Today, many evangelicals have refined this process and turned the church service into an evangelistic event, albeit without the extremes of Schuller’s theology of self-esteem. The worship service becomes a “soul-winning station” designed to attract people to Christianity.[2] When the church service changes from gathered worship to an evangelistic event, the nature of the church service changes. Christians invite non-Christians to join them in listening to the professional preacher evangelize the unsaved. We have flipped the biblical paradigm for church on its head. People gather on Sunday morning for evangelism and scatter for edification in small groups during the week.

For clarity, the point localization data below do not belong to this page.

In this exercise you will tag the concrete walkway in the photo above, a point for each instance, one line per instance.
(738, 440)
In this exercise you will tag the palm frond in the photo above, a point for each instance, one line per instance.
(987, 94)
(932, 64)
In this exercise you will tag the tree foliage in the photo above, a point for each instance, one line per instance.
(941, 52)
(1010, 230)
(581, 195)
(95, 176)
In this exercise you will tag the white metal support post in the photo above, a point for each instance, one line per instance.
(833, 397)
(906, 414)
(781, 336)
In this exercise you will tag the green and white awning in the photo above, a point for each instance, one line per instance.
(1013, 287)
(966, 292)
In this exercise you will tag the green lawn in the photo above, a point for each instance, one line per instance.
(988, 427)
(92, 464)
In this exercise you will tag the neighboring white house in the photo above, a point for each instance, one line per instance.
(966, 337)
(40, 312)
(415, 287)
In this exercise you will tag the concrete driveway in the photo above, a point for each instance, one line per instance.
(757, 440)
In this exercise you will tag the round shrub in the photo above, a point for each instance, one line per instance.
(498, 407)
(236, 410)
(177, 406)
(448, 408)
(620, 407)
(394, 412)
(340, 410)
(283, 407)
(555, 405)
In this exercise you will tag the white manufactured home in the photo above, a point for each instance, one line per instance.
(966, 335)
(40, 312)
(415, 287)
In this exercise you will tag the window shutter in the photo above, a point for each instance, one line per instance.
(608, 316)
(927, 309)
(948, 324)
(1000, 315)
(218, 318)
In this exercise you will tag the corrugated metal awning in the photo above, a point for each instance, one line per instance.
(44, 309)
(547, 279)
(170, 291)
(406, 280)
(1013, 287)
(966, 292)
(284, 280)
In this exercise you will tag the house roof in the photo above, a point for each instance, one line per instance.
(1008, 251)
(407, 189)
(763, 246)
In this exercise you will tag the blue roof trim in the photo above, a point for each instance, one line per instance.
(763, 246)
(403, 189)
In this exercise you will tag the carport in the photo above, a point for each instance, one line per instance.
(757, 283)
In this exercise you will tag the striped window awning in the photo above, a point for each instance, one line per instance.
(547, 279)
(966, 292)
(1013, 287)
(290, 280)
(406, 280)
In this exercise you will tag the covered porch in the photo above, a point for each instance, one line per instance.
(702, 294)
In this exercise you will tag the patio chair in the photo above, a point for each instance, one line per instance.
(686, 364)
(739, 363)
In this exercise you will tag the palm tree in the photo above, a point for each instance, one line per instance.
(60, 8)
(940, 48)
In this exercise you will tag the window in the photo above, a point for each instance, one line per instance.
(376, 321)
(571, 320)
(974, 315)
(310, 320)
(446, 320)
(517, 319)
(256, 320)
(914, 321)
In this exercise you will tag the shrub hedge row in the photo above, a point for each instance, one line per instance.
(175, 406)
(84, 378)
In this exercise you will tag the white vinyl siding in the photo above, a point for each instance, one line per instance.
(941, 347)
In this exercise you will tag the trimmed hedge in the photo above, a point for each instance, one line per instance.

MISSIONAL VERSUS PASTORAL PREACHING

The result is a radical change in preaching. Preachers must avoid the jargon of Christianity. People are not interested in the Bible and theology, so the preacher must simplify the message and avoid any deep instruction in God’s Word. The message focuses on the felt needs and life questions that unbelievers ask. Preaching in the gathered church becomes missional rather than pastoral. The preacher focuses his efforts on evangelism, not edification, attracting crowds, not growing disciples. The result is the loss of pastoral preaching in the church, leading to a biblically illiterate body of believers and a church gathering that we can take or leave at our leisure.

A flawed ecclesiology produces a weak commitment to the local church, and COVID exposed the flaw. For too long, churches have followed a birdbath methodology for church growth – an inch deep and a mile wide. It is quantity over quality. Quantitative growth without qualitative growth yields crowds of consumers who have little desire for discipleship. Crowds are fickle (John 6:66-67), while discipleship is hard (Luke 9:23-24). The gathering of the church is for disciples to worship the living Word by growing deeper in the written Word, so they can scatter to proclaim the saving Word.

We gather to grow. We scatter to sow.

 

[1] Gene Getz, Sharpening the Focus of the Church, revised edition, Eugene, Oregon: Wipf & Stock, 2012, reprint of the 1984 revised edition previously published by Moody Press, 1975, 49, cf. 47-55.

[2] Getz, Sharpening the Focus, 264.